Where is this not banned?

And it’s not like offices don’t have windows or you can’t cut them. The ban on windowless bedrooms is supposed to prevent renting out a utility closet as a “rustic studio”.

No, the ban is because an architect thinks they're icky, sent in a request to ban it, and the building code people take any suggestion to ban anything that anyone sends them. Safety regulations are written in blood, you know!

https://bsky.app/profile/stephenjacobsmith.com/post/3m3xpe3n...

  • The ban on windowless bedroom is at least partly about fire safety. A window provides an escape route for low floors, or a means for firefighters to rescue the occupants.
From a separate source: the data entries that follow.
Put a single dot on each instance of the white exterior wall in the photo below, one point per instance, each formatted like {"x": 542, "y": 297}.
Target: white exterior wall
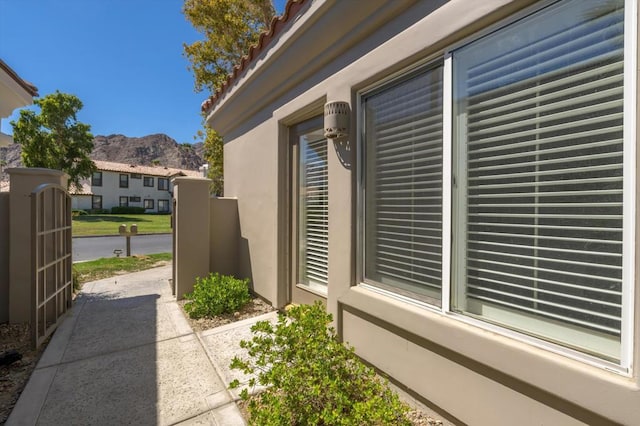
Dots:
{"x": 111, "y": 191}
{"x": 331, "y": 52}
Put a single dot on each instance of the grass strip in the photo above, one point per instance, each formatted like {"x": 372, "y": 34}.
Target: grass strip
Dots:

    • > ban on windowless bedroom is at least partly about fire safety. A window provides an escape route for low floors, or a means for firefighters to rescue the occupants

      New York City's fire engines can't reach its skyscrapers' top floors. Not saying you can achieve similar resuls with office-to-residential conversions. But windowless bedrooms aren't a non-starter because of fire safety, they're a non-starter because they make wealthier residents uncomfortable.

    • The GP's point is that levelheaded cost-benefit analyses on things like that seem to escape regulators, and everything is greatly skewed towards "it's worth it if it saves even one life".

      Sure, fire safety in homes is a good thing to have. But is it so good that we can't economically build buildings to meet them, and people end up with no home at all?